The Right to Make Messes and Mistakes
by Colleen Vanderlinden • July 13, 2011 • Gardening
By now, most of you have undoubtedly heard the story of Julie Bass, the Michigan gardener who has been charged with a misdemeanor for planting a front yard veggie garden. I wrote about it for TreeHugger, and confess to being slightly obsessed with this case. Maybe it’s because it’s happening to a local gardener. Maybe it’s because I know the type of city/city officials that would push this woman so hard on something so benign. Maybe it’s because, at my core, I believe in our right to feed our families the best way we can. More than anything, I believe in gardening.
Food, and So Much More
I write a lot about edible gardening. I teach people how to grow healthy, organic food, and try to help them find ways to make the most of the space they have, even if it’s only a windowsill. Show me a ripe ‘Brandywine’ or ‘Japanese Black Trifele’ tomato, and I will appreciate it for the work of art and sustenance that it is. An armload of rainbow-colored Swiss chard makes me happy in a way that’s hard to explain unless you’ve been there yourself.
But it’s more. Every bite of food harvested from our garden is the result of a true labor of love. Every raised bed was built by my husband, some with the help of my daughters. My husband unloaded hundreds of pounds of composted manure to fill those beds, many days, after a full day of work. We started the seeds, and the kids delighted in watching them sprout. Every bite is a memory, made twice over in both the planting and the eating.

Glorious Mistakes
I do things in my garden that I tell my readers they should never do. I plant tomatoes way too close together, because, in my greed for as many tomatoes as I can get, I start too many plants for our space.

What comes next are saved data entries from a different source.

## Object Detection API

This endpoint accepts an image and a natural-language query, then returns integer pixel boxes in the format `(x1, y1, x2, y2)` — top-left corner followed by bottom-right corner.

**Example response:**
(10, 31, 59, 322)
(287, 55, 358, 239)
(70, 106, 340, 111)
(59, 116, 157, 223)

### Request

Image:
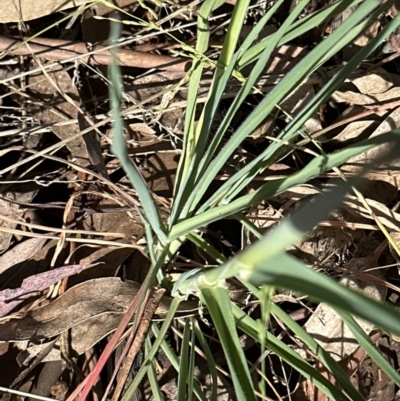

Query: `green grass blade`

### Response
(169, 131, 400, 240)
(176, 172, 355, 286)
(338, 310, 400, 387)
(108, 19, 167, 244)
(184, 0, 251, 170)
(238, 0, 364, 69)
(172, 0, 224, 218)
(187, 321, 196, 401)
(217, 0, 251, 71)
(246, 284, 366, 401)
(234, 213, 263, 240)
(174, 169, 400, 340)
(194, 320, 218, 400)
(243, 253, 400, 338)
(199, 282, 257, 401)
(171, 0, 254, 223)
(198, 0, 396, 211)
(181, 0, 309, 217)
(258, 286, 274, 397)
(120, 298, 183, 401)
(193, 0, 285, 165)
(177, 319, 191, 401)
(187, 232, 227, 264)
(228, 7, 400, 203)
(231, 303, 354, 401)
(145, 337, 164, 401)
(156, 326, 208, 401)
(224, 1, 400, 204)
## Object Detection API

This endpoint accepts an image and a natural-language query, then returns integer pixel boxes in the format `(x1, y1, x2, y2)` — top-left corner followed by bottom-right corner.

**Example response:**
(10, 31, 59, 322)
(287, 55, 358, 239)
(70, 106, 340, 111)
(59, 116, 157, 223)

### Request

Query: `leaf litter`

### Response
(1, 1, 400, 401)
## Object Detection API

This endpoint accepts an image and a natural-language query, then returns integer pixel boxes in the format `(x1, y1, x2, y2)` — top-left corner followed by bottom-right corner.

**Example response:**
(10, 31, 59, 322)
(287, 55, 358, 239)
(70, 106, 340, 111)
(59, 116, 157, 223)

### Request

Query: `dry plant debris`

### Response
(0, 0, 400, 400)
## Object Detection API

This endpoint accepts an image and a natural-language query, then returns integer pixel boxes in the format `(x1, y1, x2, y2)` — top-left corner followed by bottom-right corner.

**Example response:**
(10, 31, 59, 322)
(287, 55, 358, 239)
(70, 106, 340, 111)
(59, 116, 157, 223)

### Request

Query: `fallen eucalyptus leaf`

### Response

I plant carrots in shallow raised beds (though it hardly matters when we harvest them when they’re young and sweet — real baby carrots, as opposed to those lathed, dried out things pretending to be baby carrots at the grocery store.) I plant cukes and peas on the same trellis, because I’ve run out of room but still want to grow them both. They grow, and produce, but they are a mess.
A glorious mess.
What most people would consider a mistake.

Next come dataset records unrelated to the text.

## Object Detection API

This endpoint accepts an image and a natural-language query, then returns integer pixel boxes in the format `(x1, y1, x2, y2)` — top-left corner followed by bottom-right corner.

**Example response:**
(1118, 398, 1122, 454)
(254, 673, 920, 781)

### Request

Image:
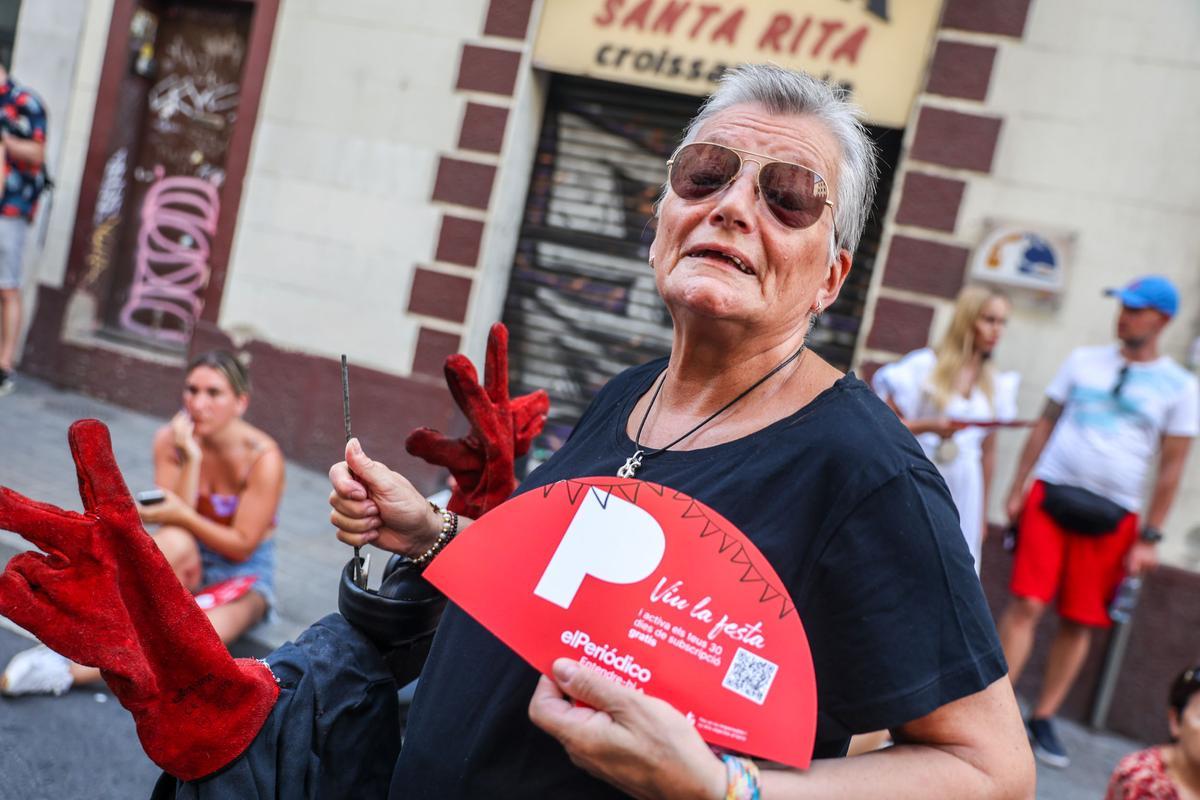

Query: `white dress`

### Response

They could even be considered ugly and unkempt.

The Right to Make Mistakes
And I think that’s what gets me about this current situation, and last summer’s infamous Ugly Gardens uproar. I’ve seen people say that maybe if she’d designed it better, she wouldn’t have had a problem with her veggie garden. People have criticized the planter beds, the red mulch, the health of the plants. And I wonder how and when everyone got to be so fucking perfect.
Because when I look at the photos of Julie Bass’ garden, and see the first efforts of several other gardeners who’ve shared photos with me, I’m taken back to my first garden; a raised bed that held too many plants and didn’t live up to the dreams I had for it. I see the seeds of a gardening dream that sprout not just an annual fad that will die at the end of the season, but a perennial obsession that will weather a harsh winter and live again, growing stronger as the years go by.
I see love, and pride in what you’re doing, even if you’re technically doing it wrong.
I see mistakes that turn into the knowledge that makes us better gardeners.
And I believe, endlessly, in our right to make mistakes.